Ce sentiment a été exprimé chez tous les peuples par une foule de comparaisons proverbiales, telles que celle-ci : — C’est du raisin foulé sous le pressoir que jaillit la douce liqueur qui réjouit le cœur de l’homme. — La myrrhe ne distille que par les incisions faites à l’arbre qui la produit, etc.

M. de Chateaubriand a fait dire au père Aubry : « Si le ciel t’éprouve aujourd’hui, c’est pour te rendre plus compatissant aux maux des autres. Le cœur, ô Chactas, est comme ces sortes d’arbres qui ne donnent leur baume pour guérir les blessures, qu’après avoir été blessés eux-mêmes. »

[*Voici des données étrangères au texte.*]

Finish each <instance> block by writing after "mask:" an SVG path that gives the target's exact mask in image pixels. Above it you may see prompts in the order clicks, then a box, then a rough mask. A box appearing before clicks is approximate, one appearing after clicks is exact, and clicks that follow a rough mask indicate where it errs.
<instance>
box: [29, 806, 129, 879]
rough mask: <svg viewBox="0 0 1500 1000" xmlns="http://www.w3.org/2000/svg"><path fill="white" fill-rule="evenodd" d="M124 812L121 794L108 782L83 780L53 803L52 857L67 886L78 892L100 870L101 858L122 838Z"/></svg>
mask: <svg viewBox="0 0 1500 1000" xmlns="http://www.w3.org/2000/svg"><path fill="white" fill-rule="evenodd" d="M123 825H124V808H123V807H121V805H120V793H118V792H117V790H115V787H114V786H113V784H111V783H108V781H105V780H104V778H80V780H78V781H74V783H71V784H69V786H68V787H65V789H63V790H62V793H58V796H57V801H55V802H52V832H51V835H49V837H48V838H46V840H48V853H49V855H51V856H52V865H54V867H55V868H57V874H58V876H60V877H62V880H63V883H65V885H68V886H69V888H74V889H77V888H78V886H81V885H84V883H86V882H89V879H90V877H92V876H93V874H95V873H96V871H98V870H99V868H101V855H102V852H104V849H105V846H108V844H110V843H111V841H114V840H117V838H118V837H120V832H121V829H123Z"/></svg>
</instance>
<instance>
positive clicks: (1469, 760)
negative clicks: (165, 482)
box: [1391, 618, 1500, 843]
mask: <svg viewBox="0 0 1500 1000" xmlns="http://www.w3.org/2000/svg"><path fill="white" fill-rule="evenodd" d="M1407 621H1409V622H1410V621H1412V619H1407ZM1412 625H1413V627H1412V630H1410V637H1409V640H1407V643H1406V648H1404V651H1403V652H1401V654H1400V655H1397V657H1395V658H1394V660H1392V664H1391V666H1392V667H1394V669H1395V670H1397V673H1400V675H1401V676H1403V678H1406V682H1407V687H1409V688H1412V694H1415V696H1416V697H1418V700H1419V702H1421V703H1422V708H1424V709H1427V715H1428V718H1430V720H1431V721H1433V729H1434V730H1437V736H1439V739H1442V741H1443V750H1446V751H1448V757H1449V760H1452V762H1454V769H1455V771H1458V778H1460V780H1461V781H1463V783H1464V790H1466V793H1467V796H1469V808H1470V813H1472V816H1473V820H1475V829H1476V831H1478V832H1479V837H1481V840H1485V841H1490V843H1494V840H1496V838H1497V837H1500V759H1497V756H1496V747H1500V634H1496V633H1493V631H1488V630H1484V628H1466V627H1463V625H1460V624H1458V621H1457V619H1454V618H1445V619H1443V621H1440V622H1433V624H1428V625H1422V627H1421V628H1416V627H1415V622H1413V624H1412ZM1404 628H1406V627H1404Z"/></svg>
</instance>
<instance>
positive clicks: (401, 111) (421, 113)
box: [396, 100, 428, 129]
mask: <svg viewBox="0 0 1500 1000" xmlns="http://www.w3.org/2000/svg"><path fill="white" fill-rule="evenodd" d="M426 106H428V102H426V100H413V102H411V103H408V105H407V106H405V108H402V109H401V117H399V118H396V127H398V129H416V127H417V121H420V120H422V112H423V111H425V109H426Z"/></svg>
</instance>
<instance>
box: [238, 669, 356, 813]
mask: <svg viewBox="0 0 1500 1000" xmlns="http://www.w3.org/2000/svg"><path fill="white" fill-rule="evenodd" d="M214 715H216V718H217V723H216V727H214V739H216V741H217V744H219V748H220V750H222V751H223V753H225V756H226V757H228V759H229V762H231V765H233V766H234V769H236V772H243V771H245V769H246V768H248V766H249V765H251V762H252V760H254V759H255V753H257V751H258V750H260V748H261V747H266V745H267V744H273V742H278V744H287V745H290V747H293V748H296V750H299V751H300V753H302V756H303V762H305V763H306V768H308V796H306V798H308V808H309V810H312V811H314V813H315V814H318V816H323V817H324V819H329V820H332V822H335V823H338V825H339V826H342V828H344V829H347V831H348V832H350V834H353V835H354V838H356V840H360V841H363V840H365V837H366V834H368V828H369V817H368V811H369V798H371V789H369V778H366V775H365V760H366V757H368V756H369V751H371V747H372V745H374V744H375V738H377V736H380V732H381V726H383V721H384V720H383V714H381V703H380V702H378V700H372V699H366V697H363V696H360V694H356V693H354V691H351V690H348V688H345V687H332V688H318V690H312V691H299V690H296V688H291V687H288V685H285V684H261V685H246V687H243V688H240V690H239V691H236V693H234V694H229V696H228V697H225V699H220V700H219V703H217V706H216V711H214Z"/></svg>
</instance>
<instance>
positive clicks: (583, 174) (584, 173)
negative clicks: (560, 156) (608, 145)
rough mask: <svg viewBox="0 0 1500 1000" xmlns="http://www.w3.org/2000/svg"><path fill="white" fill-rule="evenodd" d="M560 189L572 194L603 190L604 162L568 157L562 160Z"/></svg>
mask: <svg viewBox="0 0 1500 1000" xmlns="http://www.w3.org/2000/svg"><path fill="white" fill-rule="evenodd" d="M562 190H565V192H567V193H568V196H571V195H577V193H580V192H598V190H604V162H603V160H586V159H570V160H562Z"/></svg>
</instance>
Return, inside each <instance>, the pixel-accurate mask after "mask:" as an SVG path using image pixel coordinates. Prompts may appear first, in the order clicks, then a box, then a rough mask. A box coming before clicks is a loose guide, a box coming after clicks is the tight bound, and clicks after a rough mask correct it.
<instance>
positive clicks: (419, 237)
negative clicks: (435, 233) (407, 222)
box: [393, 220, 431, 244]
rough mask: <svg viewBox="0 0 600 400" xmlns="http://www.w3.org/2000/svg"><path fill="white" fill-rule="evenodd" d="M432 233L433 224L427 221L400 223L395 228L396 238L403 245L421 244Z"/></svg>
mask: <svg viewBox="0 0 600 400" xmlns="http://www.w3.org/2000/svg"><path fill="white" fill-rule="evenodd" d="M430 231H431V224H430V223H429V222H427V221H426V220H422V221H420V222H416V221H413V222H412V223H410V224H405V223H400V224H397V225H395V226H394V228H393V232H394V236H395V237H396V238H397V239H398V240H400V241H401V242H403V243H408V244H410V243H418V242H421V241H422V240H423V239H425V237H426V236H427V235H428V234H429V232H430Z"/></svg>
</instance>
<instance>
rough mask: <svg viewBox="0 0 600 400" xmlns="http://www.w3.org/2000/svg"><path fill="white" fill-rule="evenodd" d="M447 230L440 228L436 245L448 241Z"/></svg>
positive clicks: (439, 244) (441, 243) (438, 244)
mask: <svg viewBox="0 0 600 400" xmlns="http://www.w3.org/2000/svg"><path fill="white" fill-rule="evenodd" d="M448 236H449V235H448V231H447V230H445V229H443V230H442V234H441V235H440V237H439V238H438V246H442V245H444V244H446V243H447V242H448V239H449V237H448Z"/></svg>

Le malheur développe l’intelligence. Vexatio dat intellectum (Isaïe, ch. 28). L’infortune souvent éveille le génie. Ingenium mala sæpe movent (Ovide).

« C’est dans une ame froissée par la douleur que naissent les grandes pensées… De la contradiction naît l’énergie de l’ame. Elle a des forces en réserve pour le malheur. Le génie, sans l’aide des peines, est un roi sans sujets. Le même feu qui le consume le fait briller… L’adversité concentre l’ame au milieu de ses facultés et, à chaque instant, augmente leur ressort. Les génies qui ont fait le plus de bruit dans le monde, ont marché au milieu des contradictions. » (L’abbé de Besplas, Essai sur l’éloquence de la chaire.) Celui qui n’a pas été malheureux, que sait-il ? dit un sage d’Orient.

Le chancelier Bacon a comparé les hommes de bien à ces précieux aromates qui exhalent les parfums les plus délicieux quand ils sont broyés.

On avait dit avant Bacon, que le malheur produit sur l’ame vertueuse le même effet que le feu sur l’encens.

Nos pères avaient ce proverbe : Plus le safran est foulé, mieux il fleurit. Ce qui était fondé sur l’usage de fouler le terrain où l’on avait semé les oignons du safran, conformément à un précepte de Pline-le-Naturaliste auquel les agriculteurs modernes ne se conforment pas.

Le malheur se plaît à la surprise.

Le malheur fond souvent sur l’homme qui ne s’y attend pas, et il s’approche rarement de celui qui est préparé à le recevoir. D’où il faut conclure que le malheur est toujours pour les imprévoyants. Le cardinal de Richelieu prétendait qu’imprévoyant et infortuné étaient synonymes, attendu qu’on ne pouvait guère être l’un sans l’autre.

  1. Il s’agit évidemment de la force morale. Le nom d’Israël, dit M. Salvador, a été composé expressément dans l’intérêt d’une idée, d’un principe, et il est provenu de la réunion des deux mots hébreux Iachar et el, qui signifient droiture et force.